Let us pause and settle in companionship with the number seven, as spoken in this text. The disciples want to know how there will be enough. What do you have? Jesus asks. Seven, they reply. Enough.
(Matthew 15) 35 He told the crowd to sit down on the ground. 36 Then he took the seven loaves and the fish, and when he had given thanks, he broke them and gave them to the disciples, and they in turn to the people. 37 They all ate and were satisfied. Afterward the disciples picked up seven basketfuls of broken pieces that were left over.
Let us pause and sit with the word satisfied. Jesus gave thanks, and fed the people, and they were satisfied. Seven basketful were still left over. Enough.
…numbers in the Word symbolize properties, and “seven” symbolizes all things or all people, and so also fullness and completeness…(Apocalypse Revealed #10)
Let us pause and visit with the fullness and completeness of God. We are made in God’s image and likeness, and so share in God’s fullness and completeness at our deepest levels.
Help me, O Lord, to descend into the depths of my being, below my conscious and sub-conscious life until I discover my real self, that which is given me from you, the divine likeness in which I am made and into which I am to grow, the place where your Spirit communes with mine, the spring from which all my life arises. (George Appleton)

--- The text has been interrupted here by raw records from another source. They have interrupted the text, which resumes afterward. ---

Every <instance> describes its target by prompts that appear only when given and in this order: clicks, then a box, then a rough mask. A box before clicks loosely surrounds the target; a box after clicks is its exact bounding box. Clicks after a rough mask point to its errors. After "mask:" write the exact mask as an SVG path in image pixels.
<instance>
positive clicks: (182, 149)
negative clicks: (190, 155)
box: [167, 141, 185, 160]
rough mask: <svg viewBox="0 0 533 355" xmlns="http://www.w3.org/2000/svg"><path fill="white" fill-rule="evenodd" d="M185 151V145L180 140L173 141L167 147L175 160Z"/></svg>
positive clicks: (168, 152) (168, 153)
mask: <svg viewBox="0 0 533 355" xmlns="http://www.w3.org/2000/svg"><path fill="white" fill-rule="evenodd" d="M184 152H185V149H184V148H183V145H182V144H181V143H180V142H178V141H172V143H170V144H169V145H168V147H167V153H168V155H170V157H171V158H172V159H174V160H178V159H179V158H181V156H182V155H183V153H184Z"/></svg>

(1) Tara Brach, Trusting the Gold: Uncovering Your Natural Goodness, p12-13.
Matthew 15: 32-39
32 Jesus called his disciples to him and said, “I have compassion for these people; they have already been with me three days and have nothing to eat. I do not want to send them away hungry, or they may collapse on the way.” 33 His disciples answered, “Where could we get enough bread in this remote place to feed such a crowd?” 34 “How many loaves do you have?” Jesus asked. “Seven,” they replied, “and a few small fish.” 35 He told the crowd to sit down on the ground. 36 Then he took the seven loaves and the fish, and when he had given thanks, he broke them and gave them to the disciples, and they in turn to the people. 37 They all ate and were satisfied. Afterward the disciples picked up seven basketfuls of broken pieces that were left over. 38 The number of those who ate was four thousand men, besides women and children. 39 After Jesus had sent the crowd away, he got into the boat and went to the vicinity of Magadan.
Apocalypse Revealed #10
For numbers in the Word symbolize properties, and “seven” symbolizes all things or all people, and so also fullness and completeness, and it occurs in the Word where the subject is something holy, and in an opposite sense, something profane. Consequently this number involves holiness, and in an opposite sense, profanation.